Si un élément devait caractériser cette seconde phase,
ce serait certainement la terre. Car la seconde partie est constituée
d'une nappe monolithique et linéaire, qui a plus à voir avec la lente
croissance des végétaux et la vie géologique des minéraux. Mais on peut
également penser au feu, car les percussions de Stuart, tous ces
frottements harmoniques et métalliques qui apparaissent furtivement,
disparaissent et vivent de manière erratique rappellent aussi le
mouvement d'allure spontanée des flammes. Plus de silence ici, il s'agit
d'une longue nappe monolithique mais surtout pas statique qui évolue à
son propre rythme; ou plutôt à ses propres rythmes. Car les
différents éléments, électroniques ou acoustiques, qui la composent,
s'enchevêtrent et se mêlent au sein d'une structure complexe, où chaque
élément semble animé par son propre rythme et sa propre vie; quelque
chose comme les micropolyphonies de Ligeti. Long cluster
électroacoustique, cette nappe évoque l'aspect statique de la terre,
mais aussi sa vie réelle et animée, avec ses évolutions, ses croissances
et ses dynamiques. Croisements dynamiques et imbrications spatiales des
différents sons génèrent un drone mouvant et pesant, qui va
s'intensifiant durant la première moitié jusqu'au climax, avant de
s'aérer lentement et progressivement. Mais même cette intensification
est légère, peu perceptible, la progression se fait sensiblement, par
ajout constant de matériaux sonores, mais également par retrait, d'où
une fluctuation constante et une évolution qui paraît infinie, infinie
comme ces colonnes de Brâncuși d'ailleurs, car la perception du temps
durant cette pièce s'apparente en quelque sorte à celle de l'espace dans
certaines sculptures de l'artiste roumain.

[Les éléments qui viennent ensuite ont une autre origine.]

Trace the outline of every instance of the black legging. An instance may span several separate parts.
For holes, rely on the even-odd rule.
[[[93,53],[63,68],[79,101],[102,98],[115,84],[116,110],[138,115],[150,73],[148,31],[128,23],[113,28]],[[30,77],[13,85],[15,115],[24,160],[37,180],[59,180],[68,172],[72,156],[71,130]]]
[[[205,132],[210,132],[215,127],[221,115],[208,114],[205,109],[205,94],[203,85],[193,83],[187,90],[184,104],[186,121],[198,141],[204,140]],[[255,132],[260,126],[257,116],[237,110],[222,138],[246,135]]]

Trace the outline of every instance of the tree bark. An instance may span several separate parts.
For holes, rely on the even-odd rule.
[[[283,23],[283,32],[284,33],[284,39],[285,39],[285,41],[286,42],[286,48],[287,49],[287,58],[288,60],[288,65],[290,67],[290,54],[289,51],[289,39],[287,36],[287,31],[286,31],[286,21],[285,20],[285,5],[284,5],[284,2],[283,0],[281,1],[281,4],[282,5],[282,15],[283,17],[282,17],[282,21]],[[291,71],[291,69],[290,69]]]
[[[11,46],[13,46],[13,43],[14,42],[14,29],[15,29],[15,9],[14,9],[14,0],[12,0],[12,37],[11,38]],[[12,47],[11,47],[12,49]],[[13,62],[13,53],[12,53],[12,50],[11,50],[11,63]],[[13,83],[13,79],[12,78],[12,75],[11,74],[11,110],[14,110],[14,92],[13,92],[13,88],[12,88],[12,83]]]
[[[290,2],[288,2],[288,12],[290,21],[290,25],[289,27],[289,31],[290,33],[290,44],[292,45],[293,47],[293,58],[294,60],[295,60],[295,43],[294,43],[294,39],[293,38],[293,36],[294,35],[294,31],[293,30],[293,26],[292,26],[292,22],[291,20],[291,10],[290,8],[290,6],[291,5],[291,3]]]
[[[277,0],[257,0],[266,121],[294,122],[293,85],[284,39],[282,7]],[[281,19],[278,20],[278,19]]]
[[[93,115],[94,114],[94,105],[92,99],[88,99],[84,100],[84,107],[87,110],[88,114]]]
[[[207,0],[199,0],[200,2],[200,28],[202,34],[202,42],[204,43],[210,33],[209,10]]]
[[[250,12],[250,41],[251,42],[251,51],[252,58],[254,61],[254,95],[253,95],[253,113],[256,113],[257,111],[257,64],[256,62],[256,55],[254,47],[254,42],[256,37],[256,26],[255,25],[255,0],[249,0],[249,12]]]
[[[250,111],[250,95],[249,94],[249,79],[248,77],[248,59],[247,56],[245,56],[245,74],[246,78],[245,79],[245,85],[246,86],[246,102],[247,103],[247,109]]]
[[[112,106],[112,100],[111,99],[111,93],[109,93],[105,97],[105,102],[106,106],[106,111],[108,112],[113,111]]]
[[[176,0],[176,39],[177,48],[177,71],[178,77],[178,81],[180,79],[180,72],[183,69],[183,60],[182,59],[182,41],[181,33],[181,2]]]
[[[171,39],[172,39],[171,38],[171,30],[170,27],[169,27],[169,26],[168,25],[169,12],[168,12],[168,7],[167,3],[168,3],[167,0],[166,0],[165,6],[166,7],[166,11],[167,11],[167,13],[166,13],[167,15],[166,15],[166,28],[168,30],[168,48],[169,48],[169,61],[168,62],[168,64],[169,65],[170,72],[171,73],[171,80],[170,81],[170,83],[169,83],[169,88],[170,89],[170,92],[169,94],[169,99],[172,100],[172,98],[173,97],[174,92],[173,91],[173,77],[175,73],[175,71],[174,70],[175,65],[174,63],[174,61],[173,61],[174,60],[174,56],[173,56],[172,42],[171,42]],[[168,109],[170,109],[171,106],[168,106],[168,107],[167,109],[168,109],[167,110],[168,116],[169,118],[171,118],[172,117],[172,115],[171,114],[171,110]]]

Vous déduirai facilement que c'est l'air que j'ai ressenti durant
la troisième partie, avec son souffle et ses enregistrements de chants
d'oiseaux qui clôturaient déjà la première partie en réalité. Mais bon,
cela ne dure que deux minutes et ressemble plus à une coda qu'à une
partie à part entière, et il ne sert à rien que je m'attarde dessus, je
voulais juste pouvoir rassembler ces quatre éléments. Je finis juste en
notant la beauté des textures réunies durant tout au long de cette œuvre
monumentale, textures variées et vivantes au service d'une temporalisation du son étonnante.
Car la perception et la gestion du temps sont très singulières durant
cette œuvre, du fait de l'opposition entre une succession interminable
de séquences entrecoupées de silences et cette longue nappe monolithique
où l'espace est saturé et le silence impossible. Mais durant ces deux
moments, un sentiment d'infini et d'éternité traverse l'audition, Hearing Metal 2 semble ainsi pouvoir abolir la perception sociale du temps au profit d'une perception individuelle et subjective. Une œuvre très belle, originale et intelligente, recommandée!